Distance learning online could provide students with the best of both worlds.
Stephanie Thomson, who is taking an e-learning course from a German university, wrote in the Guardian that she wished to go back to higher education (HE) but was concerned about how she could fund this.
Therefore, she engaged in online learning while keeping her day-job, enabling her to continue her academic pursuits without returning to "a life of Pot Noodles" and "penny-pinching as an undergraduate".
The student explained that online training enables her to study a worthwhile course at times that are convenient to her and in the comfort of her own home.
Ms Thomson pointed out she is not the only person in the UK who is a part of the digital learning revolution, highlighting data from the Higher Education Statistics Agency's Student Record, which revealed 10.9 per cent of all attendees of the UK's HE institutions from 2010 to 2011 were 'distance learners', or a total of 271,445 individuals.
Furthermore, 22.4 per cent of those studying outside the UK during this timeframe were doing so at a distance.

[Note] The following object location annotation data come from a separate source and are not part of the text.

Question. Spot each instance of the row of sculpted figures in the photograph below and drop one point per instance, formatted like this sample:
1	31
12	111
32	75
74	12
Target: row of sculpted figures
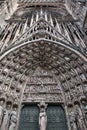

Ms Thomson predicted that this proportion could have risen since these figures were released, highlighting jumps in tuition fees and an overall decline in the number of university applications as reasons for this trend.
An escalating proportion of professionals are taking part in online training to update their skills, she added.
"Education isn't just about doing a traditional bachelor's degree: it's a lifelong journey," the student wrote.
"Distance learning makes that journey more accessible and very rewarding," she stated.
People with family and work commitments or financial concerns about the cost of returning to university could benefit through online learning, Ms Thomson suggested.
It could enable them to broaden their job opportunities, as well as quench their "thirst for knowledge", she argued.